Bob Dylan at the United Center

By Mark Guarino

At age 60, Bob Dylan’s endurance as a vital artist has not slacked. The audience at his show Saturday night at the United Center was filled with more twentysomethings than his own peers. And his setlist — early century Americana to songs off his latest album — remained frightfully relevant and, you suspected, will so long after he’s gone. As long as there are bumbling con men turning tricks in boardrooms and in bedrooms, Dylan’s three decade-old catalog will never weaken.

There’s a unnerving comfort in knowing that Dylan is in the midst of crawling across the America on tour while U.S. bombs slaughter Afghanistan’s countryside. His landmark songs from the Vietnam era revived their sense of purpose and Dylan and his four-member band played them with no less emotional urgency.

Rotating between acoustic and electric sets, Dylan returned to songs that both sought spiritual solace and railed against institutional ignorance. The second song of the night was his monumental protest song, “The Times They Are A-Changin’.” Over three decades old, it was enunciated so fully by Dylan, it sounded as if written last night. The band performed it mournfully until Dylan — dressed as a professional card shark in a black suit with silver tailoring — lifted his leg, outstretched one arm and blew through a flinty harmonica solo.

Early on in the set were two early century country songs that seemed especially hand-picked for today’s headlines. Dylan opened the show with the spiritual “Wait For The Light To Shine,” a hit for Hank Williams. Following later was “Searching For a Soldier’s Grave.” Featuring multi-instrumentalist Larry Campbell’s melancholy mandolin and the band’s three-piece harmonies, the song was the show’s most tender moment.

But the most poignancy of the night came when Dylan played his mighty rock songs decrying hypocrisy and the unquenchable appetite for war. Reworking “It’s Alright Ma, I’m Only Bleeding” into an ominous shuffle raised his voice for the single line, “even the President of the United States has to stand naked.” Similarly, “Masters of War” sounded especially menacing while “You Gotta Serve Somebody” was ravaged and raw.

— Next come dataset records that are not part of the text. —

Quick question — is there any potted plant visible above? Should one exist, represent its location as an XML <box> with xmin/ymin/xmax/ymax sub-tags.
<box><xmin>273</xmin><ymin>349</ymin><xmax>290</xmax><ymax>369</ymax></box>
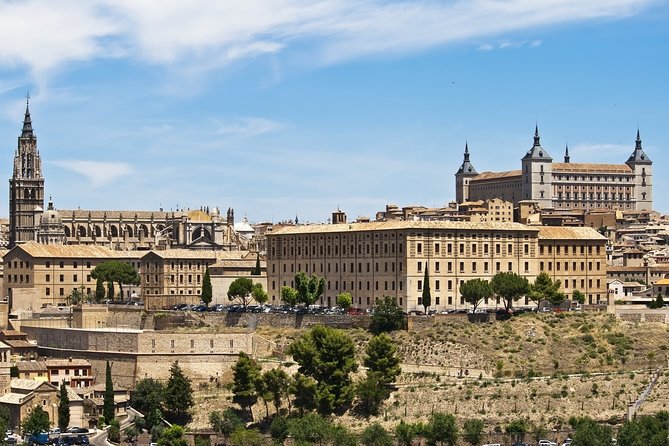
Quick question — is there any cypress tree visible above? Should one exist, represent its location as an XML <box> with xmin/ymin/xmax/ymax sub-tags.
<box><xmin>200</xmin><ymin>268</ymin><xmax>214</xmax><ymax>306</ymax></box>
<box><xmin>421</xmin><ymin>265</ymin><xmax>432</xmax><ymax>313</ymax></box>
<box><xmin>95</xmin><ymin>277</ymin><xmax>105</xmax><ymax>302</ymax></box>
<box><xmin>102</xmin><ymin>361</ymin><xmax>115</xmax><ymax>424</ymax></box>
<box><xmin>58</xmin><ymin>382</ymin><xmax>70</xmax><ymax>432</ymax></box>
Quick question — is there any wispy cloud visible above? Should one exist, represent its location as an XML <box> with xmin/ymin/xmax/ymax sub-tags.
<box><xmin>0</xmin><ymin>0</ymin><xmax>653</xmax><ymax>78</ymax></box>
<box><xmin>52</xmin><ymin>160</ymin><xmax>133</xmax><ymax>188</ymax></box>
<box><xmin>214</xmin><ymin>117</ymin><xmax>284</xmax><ymax>138</ymax></box>
<box><xmin>478</xmin><ymin>39</ymin><xmax>543</xmax><ymax>51</ymax></box>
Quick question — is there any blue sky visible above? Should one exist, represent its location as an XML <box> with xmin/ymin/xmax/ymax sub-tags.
<box><xmin>0</xmin><ymin>0</ymin><xmax>669</xmax><ymax>222</ymax></box>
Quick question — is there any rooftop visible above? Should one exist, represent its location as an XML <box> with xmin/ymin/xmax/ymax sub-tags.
<box><xmin>267</xmin><ymin>220</ymin><xmax>538</xmax><ymax>237</ymax></box>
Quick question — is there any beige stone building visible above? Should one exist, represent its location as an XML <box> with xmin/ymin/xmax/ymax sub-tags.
<box><xmin>455</xmin><ymin>128</ymin><xmax>653</xmax><ymax>211</ymax></box>
<box><xmin>267</xmin><ymin>221</ymin><xmax>606</xmax><ymax>311</ymax></box>
<box><xmin>3</xmin><ymin>242</ymin><xmax>146</xmax><ymax>309</ymax></box>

“High Water,” the best of his new songs, turned a Delta river flood into a metaphor for chaotic times. After zipping through some jump blues, Dylan and band brought the stadium to silence. “Sugar Baby,” a new song they played with barely any instrumentation, was quietly paused as Dylan sang the line, “every moment of existence feels like some dirty trick/happiness can come suddenly and leave us quick.” Again, the songwriter was right on the money.